Lo mismo, exactamente lo
mismo, le pasó con la tía Magnolia, persona no muy grata en la familia. Comenzó
a pensar que había personas que la querían, aunque no lo pareciese. (O tú no te
dieses cuenta. Vaya sorpresa, verdad: gente que te quería). O que querían
transmitirle un mensaje. Sólo a ella. Y su elaboración privada sobre la muerte
se iba asentando.
Aún tuvo dos experiencias
más de casi-muerte. En un hospital, con el rechazo al líquido de contraste que
le inoculaban para la urografía número diecisiete en un mes; en otro, con una
hemorragia en un postoperatorio. Pero
siempre me asegura que no tuvo miedo en ninguna de las dos.
“La muerte forma parte de
la vida”, y “yo ya no la temo, ya no me da miedo” son su leif-motiv.
Cuando su hermana se
moría de cáncer, lo tuvo claro. Se acababa de jubilar, no tenía impedimento
alguno; la hermana pidió el alta voluntaria y mi amiga se fue a vivir con ella,
que quería morirse en casa. Dos meses largos estuvieron las dos esperando su
muerte mientras se iba consumiendo. Una señora iba a hacer las cosas de casa.
La hermana se había instalado en el sofá-cama del salón, frente a la tele, y le
había dejado su dormitorio. Desde que llegó a su casa, la hermana ya no se
levantó más. No podía ni incorporarse. Mi amiga instaló un cómodo sillón de
Ikea a su lado. La lavaba, le daba de comer, bueno, esos asquerosos batidos que
era lo único que podía tragar. Muchos ratos la hermana se adormilaba y entonces
mi amiga aprovechaba para leer, para escribir.

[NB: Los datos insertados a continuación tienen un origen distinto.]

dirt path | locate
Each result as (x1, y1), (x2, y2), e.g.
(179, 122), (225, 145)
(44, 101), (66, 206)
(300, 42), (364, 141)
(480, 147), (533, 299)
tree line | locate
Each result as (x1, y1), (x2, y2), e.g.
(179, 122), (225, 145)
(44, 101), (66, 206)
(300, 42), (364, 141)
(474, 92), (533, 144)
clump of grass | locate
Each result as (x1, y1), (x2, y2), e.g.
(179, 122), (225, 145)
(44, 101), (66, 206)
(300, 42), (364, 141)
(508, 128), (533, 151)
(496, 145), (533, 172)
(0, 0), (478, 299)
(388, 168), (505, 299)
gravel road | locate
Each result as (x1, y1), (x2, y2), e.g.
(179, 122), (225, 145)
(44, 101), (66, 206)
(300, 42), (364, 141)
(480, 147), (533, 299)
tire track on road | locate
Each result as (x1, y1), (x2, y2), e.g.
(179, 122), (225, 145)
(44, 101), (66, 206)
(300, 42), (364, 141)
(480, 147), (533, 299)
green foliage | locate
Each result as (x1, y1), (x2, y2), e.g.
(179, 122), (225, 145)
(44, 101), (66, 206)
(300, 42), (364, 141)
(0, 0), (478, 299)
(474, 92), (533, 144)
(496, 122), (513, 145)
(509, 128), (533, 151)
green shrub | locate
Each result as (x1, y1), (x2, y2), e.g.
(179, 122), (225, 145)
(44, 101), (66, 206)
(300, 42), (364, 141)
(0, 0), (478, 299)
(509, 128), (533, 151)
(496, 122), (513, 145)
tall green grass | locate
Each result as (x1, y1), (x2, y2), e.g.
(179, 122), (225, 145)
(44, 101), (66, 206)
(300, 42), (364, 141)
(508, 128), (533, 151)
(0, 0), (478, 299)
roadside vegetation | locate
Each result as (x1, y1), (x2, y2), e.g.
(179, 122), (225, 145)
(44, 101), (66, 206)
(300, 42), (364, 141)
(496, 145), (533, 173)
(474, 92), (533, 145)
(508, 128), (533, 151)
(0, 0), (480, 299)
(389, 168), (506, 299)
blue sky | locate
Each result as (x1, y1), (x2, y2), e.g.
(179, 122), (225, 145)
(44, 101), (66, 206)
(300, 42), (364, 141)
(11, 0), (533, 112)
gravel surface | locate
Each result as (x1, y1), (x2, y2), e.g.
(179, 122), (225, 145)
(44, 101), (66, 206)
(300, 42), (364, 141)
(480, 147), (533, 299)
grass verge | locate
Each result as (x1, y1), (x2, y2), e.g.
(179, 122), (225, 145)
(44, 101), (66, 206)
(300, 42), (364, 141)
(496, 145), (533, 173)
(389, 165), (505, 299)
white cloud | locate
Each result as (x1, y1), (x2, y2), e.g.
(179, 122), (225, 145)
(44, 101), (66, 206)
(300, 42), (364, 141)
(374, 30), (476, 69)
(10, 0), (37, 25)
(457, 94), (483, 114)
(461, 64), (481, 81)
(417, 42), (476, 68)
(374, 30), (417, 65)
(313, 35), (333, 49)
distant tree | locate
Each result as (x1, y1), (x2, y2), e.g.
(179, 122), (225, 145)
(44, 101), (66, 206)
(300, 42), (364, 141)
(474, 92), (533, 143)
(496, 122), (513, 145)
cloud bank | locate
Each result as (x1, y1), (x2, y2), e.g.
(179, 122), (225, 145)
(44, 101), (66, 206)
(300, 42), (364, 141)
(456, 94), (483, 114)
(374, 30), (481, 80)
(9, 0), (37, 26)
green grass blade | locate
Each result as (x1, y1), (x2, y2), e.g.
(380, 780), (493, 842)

Pero no le cundía mucho, siempre
con un ojo puesto en la hermana. La tele, que ella odia, estaba puesta las
veinticuatro horas del día; era lo único que distraía a la enferma. “Si la
apagabas, se asustaba”.
Algún raro día, los de
paliativos la dejaban más serena, algo más animada, tuvieron magníficos
momentos de recuerdos comunes, de charlas profundas que tanto les gustaban. Y
sí, su hermana murió en sus brazos y la ayudó a morir tranquila. La expresión
que tenía cuando llegamos todos daba fe de ello.
Ahora dice que está
empeñada en dedicarse a ayudar a morir a la gente. Que va a buscar por todas
partes, que tiene que haber algún sitio, alguna asociación, algo, que se
dedique a eso. Que siente claramente que es su misión en esta vida. Y mientras
tanto, de cementerios y entierros.
Pero yo ya estoy harta,
sabes, guapa. Me tienes hasta los pelos. Yo, en eso de la muerte, no opino lo
mismo que tú, con la cantidad de cosas que tenemos en común. Para mí, ojalá que
la muerte fuera un mal sueño. Nunca he podido decírtelo. ¿Sabrá alguien lo que
es que el tema estrella de tu mejor amiga sea morirse, ayudar a morir, la
dichosa muerte? No puedo más.
Bajo a la farmacia,
compro tu medicina, subo a casa, pongo en la licuadora un montón de tus pastillas,
y de las mías, las más fuertes de cuando la depre; añado agua, varios tomates
maduros, un ajo, dos trocitos de apio que te gusta mucho, un casco de cebolla,
unas gotas de aceite y vinagre, sal y un montón de especias. Licúo todo un buen
rato, e incluso lo pruebo en la punta de un dedo. Bien. Algo fuerte, pero bien.
Abro la puerta de tu casa
con la llave que me diste hace tantos años, y exclamo, contenta:
—Corazón, ya estoy aquí.
Te traigo las medicinas ¡y un zumo de tomate de esos que tanto te gustan! —y
oigo tu voz, desde la puerta abierta de tu habitación: —¡Qué bien! Tengo mucha
sed…
Voy a comprobar, de una
vez y en persona, si es cierto que no le tienes miedo ninguno a la muerte, o me
has estado martirizando con tus historias todos estos años de amistad.